12

I saw sed 's=.*/==' in context of sh script and I'm puzzled. I could not find in sed manual or web search (for sed s=) how s is used, not s///. Apart from s I see only one potential command here = (Print the current input line number), but in such case what the rest is doing...

Running the command in shell produces same output as input for e.g echo 'jkfdsa=335r34', whereas echo 'jkfdsa=335r34' | sed 's/=.*/==/' does replacement as per manual. Also slightly modifying command to e.g. echo 'jkfdsa=3' | sed 's798=.*/==/' gives
sed: -e expression #1, char 11: unterminated 's' command, so original should have some correct meaning. What is it?

ilkkachu
  • 138,973
Alex Martian
  • 1,035

3 Answers3

26

The = are alternative delimiters. These are used since the pattern contains a / (which is the more commonly used delimiter). Almost any character can be used as an alternative delimiter, so s@.*/@@ or s_.*/__ would have meant the same thing. With the ordinary delimiter, the sed expression could have been written as

s/.*\///

(the literal / that the expression wants to match needs to be escaped here) or, possibly more readable,

s/.*[/]//

(most characters within a [...] character class are literal1)

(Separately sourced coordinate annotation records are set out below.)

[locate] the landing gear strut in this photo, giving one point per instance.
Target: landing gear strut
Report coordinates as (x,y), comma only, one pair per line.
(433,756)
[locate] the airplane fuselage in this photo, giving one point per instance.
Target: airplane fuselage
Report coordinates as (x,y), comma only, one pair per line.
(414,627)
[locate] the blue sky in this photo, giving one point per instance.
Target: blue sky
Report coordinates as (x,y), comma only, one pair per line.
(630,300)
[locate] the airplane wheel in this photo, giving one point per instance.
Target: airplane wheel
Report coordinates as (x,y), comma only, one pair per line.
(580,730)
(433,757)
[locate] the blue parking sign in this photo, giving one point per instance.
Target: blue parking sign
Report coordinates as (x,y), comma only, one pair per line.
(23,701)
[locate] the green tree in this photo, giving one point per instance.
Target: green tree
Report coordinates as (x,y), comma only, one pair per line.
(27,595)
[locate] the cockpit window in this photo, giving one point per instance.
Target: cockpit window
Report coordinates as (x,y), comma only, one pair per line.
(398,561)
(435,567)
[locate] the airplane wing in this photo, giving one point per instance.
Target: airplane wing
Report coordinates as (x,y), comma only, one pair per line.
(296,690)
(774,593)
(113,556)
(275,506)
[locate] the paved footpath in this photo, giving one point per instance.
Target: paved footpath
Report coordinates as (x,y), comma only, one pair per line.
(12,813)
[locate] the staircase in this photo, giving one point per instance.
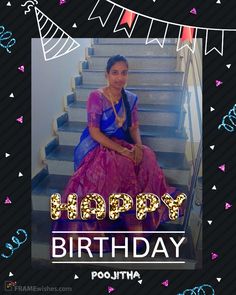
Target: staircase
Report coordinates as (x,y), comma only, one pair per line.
(154,78)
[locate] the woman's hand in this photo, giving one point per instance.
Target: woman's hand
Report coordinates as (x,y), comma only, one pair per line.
(138,154)
(128,153)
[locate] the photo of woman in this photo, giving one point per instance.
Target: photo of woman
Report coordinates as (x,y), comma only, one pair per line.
(110,157)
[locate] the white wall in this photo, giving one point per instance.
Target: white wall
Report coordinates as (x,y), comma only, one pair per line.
(51,81)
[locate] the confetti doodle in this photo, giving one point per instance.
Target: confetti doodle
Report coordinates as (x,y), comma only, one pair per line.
(199,290)
(227,206)
(21,68)
(193,11)
(214,256)
(5,35)
(165,283)
(20,120)
(218,83)
(16,241)
(31,4)
(230,119)
(222,167)
(7,201)
(53,48)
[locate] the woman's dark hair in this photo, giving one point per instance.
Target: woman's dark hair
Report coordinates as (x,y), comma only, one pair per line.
(111,61)
(114,59)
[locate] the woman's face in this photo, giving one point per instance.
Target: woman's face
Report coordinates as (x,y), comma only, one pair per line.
(118,75)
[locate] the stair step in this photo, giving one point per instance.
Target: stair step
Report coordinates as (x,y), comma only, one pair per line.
(139,49)
(147,78)
(129,41)
(163,139)
(147,113)
(136,62)
(168,95)
(175,165)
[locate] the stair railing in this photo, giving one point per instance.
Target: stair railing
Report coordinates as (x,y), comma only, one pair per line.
(191,66)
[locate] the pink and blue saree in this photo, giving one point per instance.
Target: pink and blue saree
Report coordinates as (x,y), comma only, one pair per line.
(104,171)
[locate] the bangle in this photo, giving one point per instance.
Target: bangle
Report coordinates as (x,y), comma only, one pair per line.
(139,145)
(123,150)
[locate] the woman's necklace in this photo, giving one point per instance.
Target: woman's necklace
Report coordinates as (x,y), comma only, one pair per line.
(119,119)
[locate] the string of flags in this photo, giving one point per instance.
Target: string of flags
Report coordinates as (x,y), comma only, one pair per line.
(127,20)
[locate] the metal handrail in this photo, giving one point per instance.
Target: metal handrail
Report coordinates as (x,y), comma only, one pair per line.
(198,159)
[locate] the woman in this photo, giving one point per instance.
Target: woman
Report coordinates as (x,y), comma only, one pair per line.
(110,157)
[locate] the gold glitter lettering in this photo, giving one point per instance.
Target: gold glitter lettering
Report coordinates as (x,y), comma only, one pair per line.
(173,205)
(57,206)
(141,204)
(99,210)
(116,208)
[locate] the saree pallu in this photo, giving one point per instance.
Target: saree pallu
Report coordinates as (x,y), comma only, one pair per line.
(104,171)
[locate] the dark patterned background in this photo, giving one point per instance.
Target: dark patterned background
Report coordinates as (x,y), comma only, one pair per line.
(15,139)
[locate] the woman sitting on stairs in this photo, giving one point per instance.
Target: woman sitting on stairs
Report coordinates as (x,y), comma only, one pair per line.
(110,158)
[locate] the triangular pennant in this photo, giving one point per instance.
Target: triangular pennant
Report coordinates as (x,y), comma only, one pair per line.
(103,11)
(126,22)
(157,28)
(188,42)
(214,41)
(53,47)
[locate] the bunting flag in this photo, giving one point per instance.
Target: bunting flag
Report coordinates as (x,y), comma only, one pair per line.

What the sed expression does is to substitute anything that matches .*/ with nothing. This will have the effect of removing everything up to and including the last / character on the line. It will remove up to the last / (not the first) since .* does a greedy match of any sequence of any characters.

Example:

$ echo 'a/b/c' | sed 's/.*[/]//'
c

The unterminated 's' command error that you get when testing

s798=.*/==/

is due to 7 being used as the delimiter for the s command. The expression

s7.*/77

would have worked though.


1 ... apart from the characters that have special meaning within [...] such as ^ (at the start) and - (when not first, second after ^, or last). The characters [ and ] also needs special treatment within [...], but that goes outside the scope of this question.

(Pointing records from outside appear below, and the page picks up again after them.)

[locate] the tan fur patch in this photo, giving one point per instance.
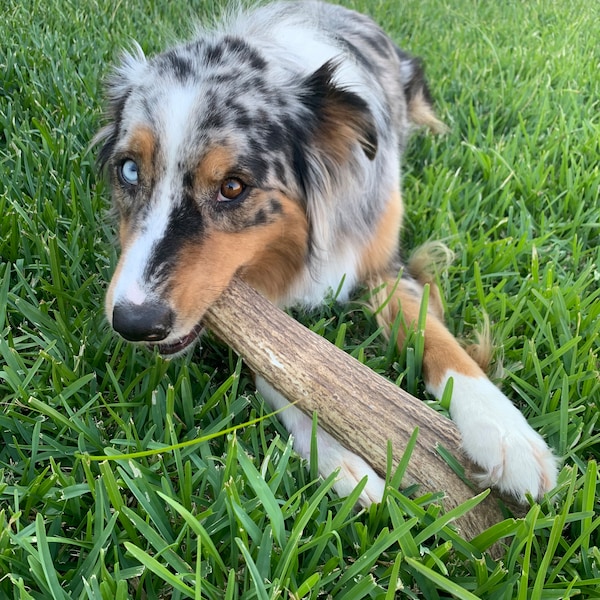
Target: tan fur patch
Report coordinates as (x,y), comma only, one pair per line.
(215,165)
(442,350)
(268,257)
(381,250)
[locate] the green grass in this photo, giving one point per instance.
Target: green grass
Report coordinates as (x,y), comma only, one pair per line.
(513,189)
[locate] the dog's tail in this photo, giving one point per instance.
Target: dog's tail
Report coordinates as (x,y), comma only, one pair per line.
(417,93)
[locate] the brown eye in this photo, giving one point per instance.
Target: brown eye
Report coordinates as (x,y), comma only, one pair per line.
(231,189)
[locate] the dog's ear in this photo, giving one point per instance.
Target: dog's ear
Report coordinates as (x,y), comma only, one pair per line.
(126,75)
(341,117)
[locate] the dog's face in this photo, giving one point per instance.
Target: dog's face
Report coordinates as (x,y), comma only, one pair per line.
(210,153)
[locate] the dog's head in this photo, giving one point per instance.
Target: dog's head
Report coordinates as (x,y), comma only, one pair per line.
(213,156)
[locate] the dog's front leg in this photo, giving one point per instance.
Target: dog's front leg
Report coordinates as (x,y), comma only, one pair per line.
(331,454)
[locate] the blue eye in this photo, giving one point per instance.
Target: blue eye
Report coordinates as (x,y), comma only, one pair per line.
(128,172)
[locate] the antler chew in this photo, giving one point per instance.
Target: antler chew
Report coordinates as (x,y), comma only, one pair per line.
(351,401)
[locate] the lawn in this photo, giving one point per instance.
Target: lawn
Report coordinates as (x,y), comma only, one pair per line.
(206,506)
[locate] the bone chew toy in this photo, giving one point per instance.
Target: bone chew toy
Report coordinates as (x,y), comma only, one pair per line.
(352,402)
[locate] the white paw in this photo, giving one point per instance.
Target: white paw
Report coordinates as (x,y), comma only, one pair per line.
(497,437)
(331,454)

If this is used to get the filename at the end of a path in some string or shell variable, then the basename utility may do a better job of it (and also does the right thing if the path ends with a slash):

$ basename a/b/c
c
$ basename a/b/c/
c

Likewise, the standard shell parameter substitution ${variable##*/} would, assuming the variable contains no newlines, be equivalent in its effect to passing the value of $variable through the above sed expression in a command substitution, but many times faster.

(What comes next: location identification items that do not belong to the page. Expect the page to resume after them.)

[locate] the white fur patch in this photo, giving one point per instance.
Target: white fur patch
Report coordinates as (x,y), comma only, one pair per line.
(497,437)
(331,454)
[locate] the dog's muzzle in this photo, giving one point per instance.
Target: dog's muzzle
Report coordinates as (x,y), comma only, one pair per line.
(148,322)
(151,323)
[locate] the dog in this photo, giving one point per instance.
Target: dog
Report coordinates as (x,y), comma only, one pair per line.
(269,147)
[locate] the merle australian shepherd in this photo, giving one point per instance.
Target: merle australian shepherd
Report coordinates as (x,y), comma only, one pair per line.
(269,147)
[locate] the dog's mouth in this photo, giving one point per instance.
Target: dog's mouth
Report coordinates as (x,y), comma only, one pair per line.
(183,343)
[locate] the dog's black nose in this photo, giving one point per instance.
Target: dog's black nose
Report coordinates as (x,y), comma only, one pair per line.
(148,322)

The variable substitution and the basename utility also copes with correctly handling pathnames containing newlines, which sed would not do (since it processes its input line by line).

Kusalananda
  • 333,661
  • Thank you, very detailed. I wonder if it's on man page somewhere, I could not find by searching for alternative word. – Alex Martian Jan 22 '19 at 12:03
  • 1
    @AlexeiMartianov For GNU sed, it is documented in the "info pages" for the s (substitute) command (online link here). For BSD sed, it's mentioned in the manual, and the POSIX spec, for sed also mentions this in connection to the s command. They may not use the wording "alternative delimiter" though. – Kusalananda Jan 22 '19 at 12:11
  • I don't think sed 's/.*[/]//' is POSIX, but then I think the POSIX specification is defective in this instance. – Stéphane Chazelas Jan 22 '19 at 12:39
  • 2
    Yes, now I see The / characters may be uniformly replaced by any other single character within any given s command. – Alex Martian Jan 22 '19 at 12:43
  • @StéphaneChazelas Oh? I might have to read up on that later. – Kusalananda Jan 22 '19 at 12:51
  • Note that strictly speaking .*/ matches the first sequence of 0 or more characters, as many as possible that is followed by a / character. A file path on Unix generally can be any sequence of non-nul bytes which may not form valid characters, so .*/ may not match everything up to the last /. For instance, on a file path like $'St\xe9phane/donn\xe9es/index.txt', in a UTF-8 locale, it would match on phane/ because those 0xe9 bytes don't form valid characters in UTF-8 (they would in iso8859-1). You would want to set the locale to C for . to match any byte. – Stéphane Chazelas Jan 22 '19 at 16:07
  • @StéphaneChazelas, was there some standard way to match non-characters, or is reverting to the C locale the only way out? – ilkkachu Jan 22 '19 at 16:20
  • It should be added that in sed, the first character after the command s determines the delimiter for the command. You can also write sa.*/aa or something like this. The following delimiters only have to be the same as the one directly after the command. Neither is / the default delimiter, nor is = a certain alternative. From sed's view, they are just the first after the command. – rexkogitans Jan 22 '19 at 16:31
  • 1
    @ilkkachu, the behaviour of text utilities like sed is unspecified by POSIX if the input is not text. That includes sequence of bytes that don't form valid characters, input that doesn't end in newline and lines bigger than LINE_MAX. The first can be addressed with LC_ALL=C, second by adding the missing newline, 3rd can't be. as PATH_MAX is not guaranteed to be smaller than LINE_MAX, in theory you can't deal with arbitrary file paths with text utilities. – Stéphane Chazelas Jan 22 '19 at 16:41
  • There is one character that is not literal within a [...] construct: -. Since this is a "beginner" question, you might want to mention that exception to the rule. – Christopher Schultz Jan 22 '19 at 17:28
  • @ChristopherSchultz Added that. Will move it into a "footnote" though as it distracts. – Kusalananda Jan 22 '19 at 17:42
  • echo "$variable" | sed s=.*/== and echo "${variable##*/}" are not equivalent. The sed option probably does not do what you want if $variable contains a newline. sed's -z option (separate lines by NUL characters) might help. basename "$variable" seems to have similar results to ${variable##*/}. – 8bittree Jan 22 '19 at 18:06
  • 1
    @8bittree Standard sed does not have a -z option, but you are otherwise correct. I will modify that bit ever so slightly. – Kusalananda Jan 22 '19 at 18:08
12

From https://backreference.org/2010/02/20/using-different-delimiters-in-sed/:

It's a not-so-known fact that sed can use any character as separator for the "s" command. Basically, sed takes whatever follows the "s" as the separator.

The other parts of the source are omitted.